Ces œuvres se portent bien et diffusent une impression de bonne santé, de « grande santé » devrait-on dire, reprenant ce terme de Nietzsche qui évoque la traversée de tous les tourments et désastres, elles sont d’autant plus suggestives dans un monde où la vie est mise à mal et polluée de multiples façons. Elles mettent en avant une parabole poétique, une « nouvelle alliance » de la nature et la technique pour changer le rôle des humains sur la planète. Les formes étonnantes dans cette peinture sont souvent des reprises de modèles de la recherche scientifiques, de fabuleux dispositifs techniques inventés par la vie à toutes les échelles du vivant ; des mitochondries, comme de minuscules haut-fourneaux ou centrales nucléaires pour produire l’énergie dont nous avons besoin, les incroyables villosités qui dans nos organes amplifient les surfaces d’échange et d’absorption…Si la nature donne l’exemple à la technique, celle-ci peut se rapprocher de la nature : elle se greffe sur elle avec des ramifications de tubes et tuyaux, des canaux et des connexions, des zones d’échange et de régulation …  

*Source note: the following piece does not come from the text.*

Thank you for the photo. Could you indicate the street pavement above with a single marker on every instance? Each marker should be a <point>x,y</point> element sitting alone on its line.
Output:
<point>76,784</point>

Jonathan se situe dans la génération des enfants du compost, dans les déchets du monde issu du rêve prométhéen qui a dégénéré et fourvoyé les imaginaires ; le mal est fait, il est bien là, et c’est au plus vif du désastre qu’il faut chercher l’astre de lumière et l’ange de l’avenir. La technique a pollué la culture des fraises ou des tomates, mais dans les laboratoires se prépare une autre technique, biomimétique, qui imite la nature et tente de faire mieux qu’elle. Les quatre tableaux de « il y aura toujours des tomates » en donne le viatique, l’image porteuse et prophétique, tout comme « le fond de l’air est encore chaud ». L’artiste n’a pas à planter, à cultiver la terre, produire de l’énergie. Il ensemence notre imaginaire, y fait pousser des fleurs comme « la fleur bleue » du romantisme », des arbres toujours distributifs et paradisiaques, mais loin de nos arbres de la connaissance, des organes qui respirent, des coraux sauvés par les humains, et bien d’autres choses qui rendent passionnante la découverte des œuvres de Jonathan Bablon, de leur biomimétisme, de leur tropisme vers des formes de vie régénérée.